# Rechnung von Nexnet für Metin2 Onlinespiel



## Unregistriert (22 April 2009)

Guten Tag,

mein Sohn (14) spielt seit einiger Zeit das Onlinespiel Metin2. Da wir eigentlich sehr verantwortungsvoll sind und ihn nicht unkontrolliert alles spielen lassen und auch die Zeit des Spielens stark begrenzen, dachten wir eigentlich alles im Griff zu haben, aber das war wohl nichts. Ich komm mir im Moment recht dämlich vor 
Das dieses Spiel nicht wirklich kostenlos ist, haben wir erst jetzt begriffen. Denn um richtig mitspielen zu können, kann man wohl in einem Shop irgentwelche Schwerter oder ähnliches kaufen und muss dazu irgendwelche 0900er Nummern anrufen und das gleich mehrmals. Jeder Anruf kostet dann jedesmal 8,39. Da kommt schnell was zusammen. 
Ob mein Sohn wirklich so dumm ist, oder er es einfach ignoriert hat, sei dahingestellt. Er beteuert immer noch, das Spiel sei kostenlos und das er für die Anrufe bezahlen muss kann ja nicht sein. Auf jeden Fall haben wir jetzt eine Rechnung von unserem Anbieter bekommen über 144 Euro, zahlbar an Nexnet. 
Da er ja erst 14 ist und er ohne unser Einverständnis und Wissen dort angerufen hat, kommen wir aus der Sache raus ohne bezahlen zu müssen, oder müssen wir in den sauren Apfel beissen und den Betrag überweisen????

Gruß Verlo


----------



## Unregistriert (22 April 2009)

*AW: Rechnung von Nexnet für Metin2 Onlinespiel*

Würde es auf jeden Fall versuchen.
Hatte da mal was gelesen, dass Kinder für ihre Klingenton-abos ,die sie ohne
Einwilligung ihrer Eltern abgeschlossen haben , nicht zahlen mussten, obwohl
ihnen die Handys überlassen wurden.

Halte es aber ohne Anwalt eher für schwierig.


----------



## blowfish (23 April 2009)

*AW: Rechnung von Nexnet für Metin2 Onlinespiel*

Da es sich bei diesen Anrufen nicht um ABOs handelt, denke ich mal, dass der Taschengeldparagraph in Anwendung kommen könnte.
Das Spiel ist kostenlos nur einige Sachen müssen bezahlt werden. 
Denkt dann noch an das Sperren von solchen 0900 Nummern.


----------



## Unregistriert (23 April 2009)

*AW: Rechnung von Nexnet für Metin2 Onlinespiel*

Danke für die Antworten,

werde jetzt erstmal Einspruch einleen und mal sehen, was weiter kommt. Vielleicht gehe ich mal zur Verbraucherzentrale und hole mir zusätzlichen Rat.
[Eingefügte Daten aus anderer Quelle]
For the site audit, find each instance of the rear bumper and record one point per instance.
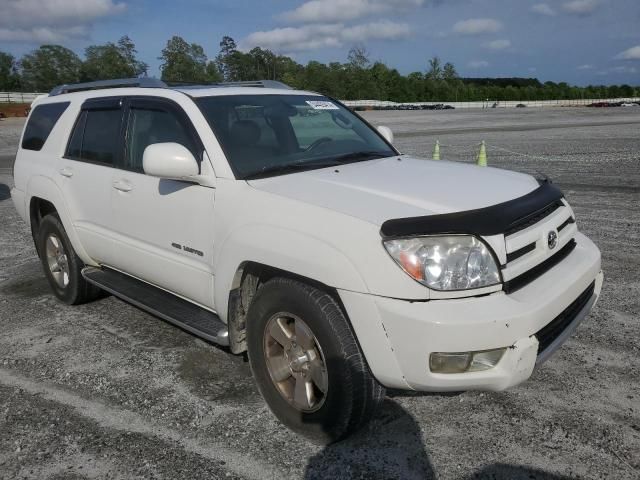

Wir haben vor einiger Zeit den Telefonanbieter gewechselt. Beim vorigen Anbieter hatten wir alle Sondernummern gesperrt. Als wir gewechselt haben sind wir irgendwie davon ausgegangen, das alles so übernommen wird. Das war aber wohl leider nicht so. Wir haben jetzt wieder alles sperren lassen.

Hat denn hier jemand schon mal ähnliches erlebt und ist mit dem Einspruch durchgekommen??
Gruß Verlo


----------



## Teleton (23 April 2009)

*AW: Rechnung von Nexnet für Metin2 Onlinespiel*



> Da es sich bei diesen Anrufen nicht um ABOs handelt, denke ich mal, dass der Taschengeldparagraph in Anwendung kommen könnte.





> Hatte da mal was gelesen, dass Kinder für ihre Klingenton-abos ,die sie ohne
> Einwilligung ihrer Eltern abgeschlossen haben , nicht zahlen mussten, obwohl
> ihnen die Handys überlassen wurden.


So einfach wie bei Klingeltondreck wird es leider nicht. Da die Abrechnung unmittelbar über die "Mehrwertnummer" erfolgt kommt es zunächst gar nicht auf die Minderjährigkeit kann. Fraglich ist vielmehr , ob der Anschlussinhaber selbst durch den Minderjährigen im Wege der sog. Anscheins bzw Duldungsvollmacht verpflichtet wurde.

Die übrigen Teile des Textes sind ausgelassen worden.